After Communion, Austin Keyser, an IBEW international vice president, spoke about the dangers on the job. One of the men – all were men – being honored at the Mass was Amanuel Mehari of IBEW Local 26.
The IBEW “was not founded on the dignity of work, but the indignity of death,” Keyser said, noting that at the time of its founding, “one of every two men died on the job.”
After the Mass, Herbert Zaldivar, a business agent with the Painters Union, recalled when he was working as a painter and someone had thrown a metal blade that he stepped on, breaking his big toe. Another time, after becoming a business agent, he was visiting a job site that had both union and nonunion workers. On the nonunion side, he was standing and minding his own business when a thrown blade whizzed past him. “I could have lost an eye. I could have lost my face,” he said.
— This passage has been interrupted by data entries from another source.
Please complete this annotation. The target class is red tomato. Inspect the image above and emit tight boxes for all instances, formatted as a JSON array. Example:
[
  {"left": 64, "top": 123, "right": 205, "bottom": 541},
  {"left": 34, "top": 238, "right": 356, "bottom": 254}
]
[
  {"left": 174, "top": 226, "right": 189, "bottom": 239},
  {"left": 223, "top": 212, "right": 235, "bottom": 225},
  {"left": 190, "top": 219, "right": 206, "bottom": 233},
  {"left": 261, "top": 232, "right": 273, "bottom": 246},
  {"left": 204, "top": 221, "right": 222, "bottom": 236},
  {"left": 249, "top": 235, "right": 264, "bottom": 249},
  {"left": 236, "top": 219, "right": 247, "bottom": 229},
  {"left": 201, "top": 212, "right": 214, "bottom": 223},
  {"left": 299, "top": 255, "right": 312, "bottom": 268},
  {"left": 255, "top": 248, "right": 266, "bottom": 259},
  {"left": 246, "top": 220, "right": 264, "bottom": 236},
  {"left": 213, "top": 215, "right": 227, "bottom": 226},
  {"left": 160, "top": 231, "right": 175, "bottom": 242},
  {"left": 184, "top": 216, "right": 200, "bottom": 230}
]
Two Steamfitters members, neither of whom wanted to be named, told of hazards they encounter on the job. “Stored energy of any kind is dangerous,” cautioned one. The other catalogued the different kinds of accidents that could befall a worker, among them a trench collapse, then abruptly stopped. “I don’t like to think about it,” he said.
Mark Smith, a third-year IBEW journeyman, said lifting heavy objects and drilling can pose dangers at work but the dust produced from drilling is “one of those long-term killers,” since dust can get in one’s lungs. and stay there.
“We were trained right. Use a mask – the right kind,” Smith said. “Use a vacuum on the drill. I always do.”
He added, “I’m 50. I’m not 20. I want to live to be able to pick up my grandkids.” Unfortunately, Smith said, mask wearing is one of the rare safety measures not enforced at the job site.
“In 2024, 5,070 workers were killed on the job, or one every 104 minutes,” said a report by the National Council on Occupational Safety and Health issued earlier in April; 2024 is the last year with complete federal figures. “Behind each of these deaths is a preventable failure of companies to protect workers and of systems to hold them accountable.”
International Workers Memorial Day is observed worldwide April 28, including with a 5:30 p.m. Mass that day at the Cathedral of St. Matthew the Apostle in Washington.